Since the release of 2014’s much-lauded Benji, Mark Kozelek has been releasing increasingly prosaic and conversational albums (under his name and as Sun Kil Moon) that privilege stream of consciousness writing versus traditional lyrical craft. He’s been distancing himself from songs in the conventional way that many of us understand them, instead privileging near-spoken word pieces with moments of leaden singing throughout atop pretty innocuous sounding music. Kozelek has also been making himself into an unfavorable figure in the press, often making curmudgeonly statements that are at times sexist and homophobic, thus inciting a moral reading of both him as a person and of his work.
But it’s not intriguing to discuss whether or not Kozelek is writing songs that are as good as his earlier Sun Kil Moon or Red House Painters classics. (He isn’t.) And it’s also not interesting to discuss whether or not there are problematic elements in his worldview. (There are.) Instead, what’s most intriguing to consider is how he calls the relationship between the listener and the artist into question with his recorded output and his remarks. This is also what makes his new collaboration with Jesu 30 Seconds to the Decline of Planet Earth intriguing as well.
As a letter from a fan that Kozelek reads on “Hello Chicago” states, the distance between Kozelek’s life and his songs is shrinking. As much as listeners are comfortable with the understanding that an artist is using their life as raw material, there is a clear discomfort that comes along with Kozelek’s recent work. Kozelek actively challenges the meaning of confessional songwriting within the singer-songwriter genre as he puts emphasis on logical linearity versus lyrical poeticism in service of emotional truth. That means his words (and music) can vacillate between genuine insight, problematic moral territory, and even dull observations of daily life, all presented within a plainspoken approach that doesn’t grant any importance of one word over another. There is no real sense of build or climax in his new songs, excepting a stray chorus or repeated lyric every now and again. By the same token, he’s comfortable with letting his songs gestate to distended lengths — the shortest songs here are around five minutes, while others clock in well over 10 minutes. This experimental approach feels genuinely innovative at times, if not completely effective overall.
Unlike songs that are shopworn and deeply developed, Kozelek’s new music feels especially ephemeral and easy to discard. We get the sense that we hear thoughts as they naturally occur to him. For some songs, like the opener “You Are Me And I Am You”, a lovely note to his father, this works well. But for others, like “Bombs” or “Wheat Bread”, the style falters, running itself into a wall. Justin Broadrick, working under the guise of Jesu, provides backing on these tracks that serve Kozelek’s approach well. Stylistically varied, the sounds shift from Kraftwerk-like uplift to edgeless, weightless trip-hop. Never really getting in the way, but always ingratiating upon further investigation, Broadrick’s music here works more as pleasurable ambience than anything else.

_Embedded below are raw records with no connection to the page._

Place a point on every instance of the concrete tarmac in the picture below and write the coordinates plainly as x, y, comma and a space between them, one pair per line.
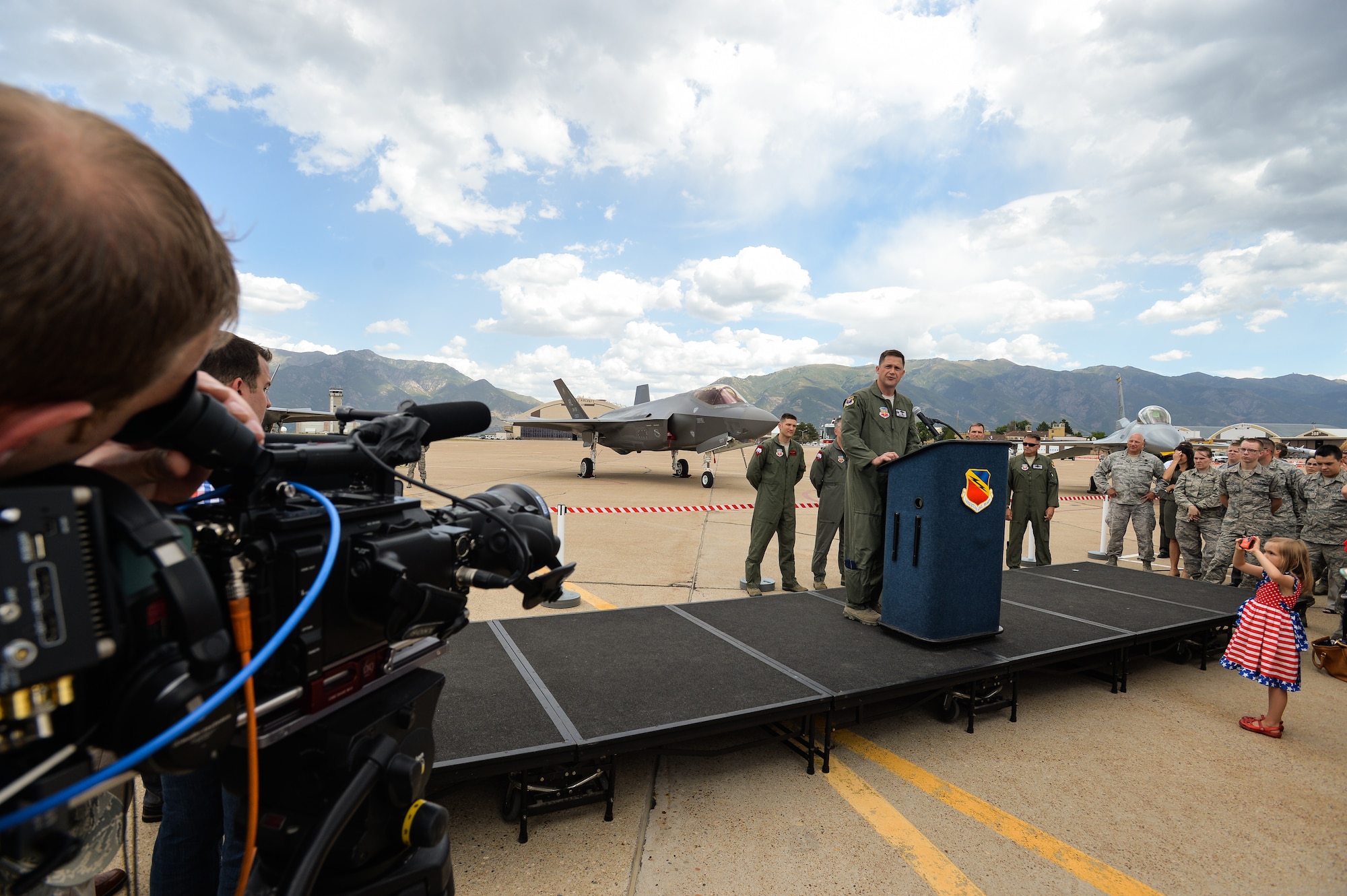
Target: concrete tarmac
1156, 790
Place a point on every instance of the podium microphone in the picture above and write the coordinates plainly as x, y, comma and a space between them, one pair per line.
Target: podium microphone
931, 423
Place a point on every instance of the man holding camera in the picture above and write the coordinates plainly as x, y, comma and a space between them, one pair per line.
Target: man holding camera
114, 287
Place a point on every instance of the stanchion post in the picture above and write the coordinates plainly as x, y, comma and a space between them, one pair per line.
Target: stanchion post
561, 533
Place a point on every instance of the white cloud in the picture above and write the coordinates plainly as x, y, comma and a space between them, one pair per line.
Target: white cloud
729, 288
1247, 373
1260, 279
1204, 329
304, 345
550, 295
1257, 322
397, 324
271, 295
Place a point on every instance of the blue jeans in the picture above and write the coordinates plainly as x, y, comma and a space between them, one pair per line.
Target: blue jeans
197, 852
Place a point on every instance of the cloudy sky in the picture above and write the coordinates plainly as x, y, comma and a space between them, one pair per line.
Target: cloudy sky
670, 193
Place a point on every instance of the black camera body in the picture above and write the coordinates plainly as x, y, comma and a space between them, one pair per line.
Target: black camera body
115, 613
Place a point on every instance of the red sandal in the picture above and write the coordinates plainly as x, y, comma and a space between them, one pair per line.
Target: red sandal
1256, 726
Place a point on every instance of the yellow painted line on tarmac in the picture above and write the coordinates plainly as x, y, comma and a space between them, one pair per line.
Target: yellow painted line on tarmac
1092, 871
922, 856
597, 603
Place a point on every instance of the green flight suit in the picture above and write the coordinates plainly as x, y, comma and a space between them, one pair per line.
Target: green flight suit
828, 475
871, 427
1032, 487
774, 471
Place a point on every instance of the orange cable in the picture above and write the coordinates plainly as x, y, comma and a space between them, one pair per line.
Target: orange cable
242, 618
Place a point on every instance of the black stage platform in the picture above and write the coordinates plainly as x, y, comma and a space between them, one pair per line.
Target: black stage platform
549, 691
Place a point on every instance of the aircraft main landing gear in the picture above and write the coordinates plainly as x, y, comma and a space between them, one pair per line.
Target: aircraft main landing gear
588, 463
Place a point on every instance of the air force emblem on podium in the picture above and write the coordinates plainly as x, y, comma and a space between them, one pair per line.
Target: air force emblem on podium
977, 489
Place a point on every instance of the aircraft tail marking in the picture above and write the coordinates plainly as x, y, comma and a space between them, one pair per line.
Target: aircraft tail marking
573, 407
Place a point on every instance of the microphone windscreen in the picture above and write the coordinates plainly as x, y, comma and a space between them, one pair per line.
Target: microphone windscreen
453, 419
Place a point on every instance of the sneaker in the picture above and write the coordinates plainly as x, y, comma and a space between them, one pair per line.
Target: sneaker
863, 615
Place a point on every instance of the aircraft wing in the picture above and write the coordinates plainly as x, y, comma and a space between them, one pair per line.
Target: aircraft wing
579, 427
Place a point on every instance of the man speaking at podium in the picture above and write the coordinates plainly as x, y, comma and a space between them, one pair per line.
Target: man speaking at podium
878, 427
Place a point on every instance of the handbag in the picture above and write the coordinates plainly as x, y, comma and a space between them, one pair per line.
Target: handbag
1332, 657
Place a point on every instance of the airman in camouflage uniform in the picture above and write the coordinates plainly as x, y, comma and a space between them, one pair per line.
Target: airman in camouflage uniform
1326, 524
876, 428
774, 471
828, 475
1251, 498
1286, 522
1131, 497
1198, 490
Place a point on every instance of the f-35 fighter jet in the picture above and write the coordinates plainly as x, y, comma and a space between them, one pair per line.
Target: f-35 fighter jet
705, 420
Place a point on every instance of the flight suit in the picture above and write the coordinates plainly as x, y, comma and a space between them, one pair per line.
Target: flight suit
1286, 522
871, 427
1032, 487
1134, 477
774, 471
1325, 532
828, 475
1249, 513
1198, 537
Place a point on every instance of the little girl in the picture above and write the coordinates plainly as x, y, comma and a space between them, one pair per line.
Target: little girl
1270, 635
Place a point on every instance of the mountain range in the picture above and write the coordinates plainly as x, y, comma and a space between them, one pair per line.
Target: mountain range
995, 392
374, 382
961, 392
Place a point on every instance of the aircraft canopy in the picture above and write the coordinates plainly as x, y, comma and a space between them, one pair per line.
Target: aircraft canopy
1154, 415
719, 396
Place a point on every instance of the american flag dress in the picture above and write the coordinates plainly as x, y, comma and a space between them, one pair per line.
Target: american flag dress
1268, 638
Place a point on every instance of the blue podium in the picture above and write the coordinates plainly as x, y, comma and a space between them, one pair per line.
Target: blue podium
944, 539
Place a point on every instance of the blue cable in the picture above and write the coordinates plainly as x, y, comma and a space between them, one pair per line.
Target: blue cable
137, 757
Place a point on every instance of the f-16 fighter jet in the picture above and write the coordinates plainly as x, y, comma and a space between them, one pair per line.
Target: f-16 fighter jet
705, 420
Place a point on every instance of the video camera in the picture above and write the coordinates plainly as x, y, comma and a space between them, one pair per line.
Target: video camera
115, 626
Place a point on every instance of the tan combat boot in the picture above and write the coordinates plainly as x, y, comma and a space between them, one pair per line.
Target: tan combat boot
863, 615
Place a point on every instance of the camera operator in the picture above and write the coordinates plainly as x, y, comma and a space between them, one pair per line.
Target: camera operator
114, 285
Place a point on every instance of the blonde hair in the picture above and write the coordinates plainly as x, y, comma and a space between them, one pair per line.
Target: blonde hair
1298, 561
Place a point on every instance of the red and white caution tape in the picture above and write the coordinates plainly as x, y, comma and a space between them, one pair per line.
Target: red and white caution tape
700, 509
693, 509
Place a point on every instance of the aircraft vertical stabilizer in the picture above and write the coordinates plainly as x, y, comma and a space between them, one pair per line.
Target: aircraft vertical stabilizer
573, 407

When listening to an album like this, it’s easy to wonder where the utility in this music lies. A significant reason that popular music has continued to exist as an art form is the replayability of the music itself. That is why so many songs are tightly structured at three minutes long. 30 Seconds to the Decline of Planet Earth stands in direct contrast with to this. The real meaning of music might be a lot more similar to the reason you’d see an old friend that you haven’t caught up with in a while: you’ll hear about what’s been happening, hear them complain about facile things, and talk about what interests them now.
If you’re lucky, they might startlingly illustrate their generosity, like on “Twenty Something”, where Kozelek sings to a young novelist named Johnny Saint-Lethal, who gave Kozelek a copy of his book. In the song, Kozelek wishes him luck and talks to him about aging and how the golden years for a man are from ages 27 to 33. He even gets a crowd in Austin, Texas to sing one of the album’s few choruses, wishing Johnny Saint-Lethal luck. This song asserts real lived experience, the kind of thing that is worthy of Kozelek sharing because it’s something that he’s lived himself. But Kozelek can also be blunt and perplexing, like on “He’s Bad”, which is a lengthy character judgment of Michael Jackson that features the repeated phrase, “He’s bad, and he’s dead, and I’m glad.” He even explains varying levels of “Fuck you” — from casual to angered — on the song “Wheat Bread”, which is both relatable and boring, like a lot of the things people talk about.
New Mark Kozelek albums don’t feel like albums anymore. They feel more like visits — an unloading of a very sensitive man’s mind to a sympathetic listener. Their utility isn’t due to their songcraft or lyrics, but more to the way in which Kozelek can relay the experience of his life that’s by turns dull, intriguing, nerve-wracking, and imbued with beauty. A listener’s interest in this music will only go as far as their patience for the kind of man that Kozelek is — the craftsmanship and artistry that sealed his real personality off from the listener is an ever more disintegrating membrane. But, if one can reconcile any annoyance with his character, they’ll not only move past the basic criticisms of Kozelek right now but more deeply engage in how his music reflects the way that many people think and feel throughout quotidian moments in their lives.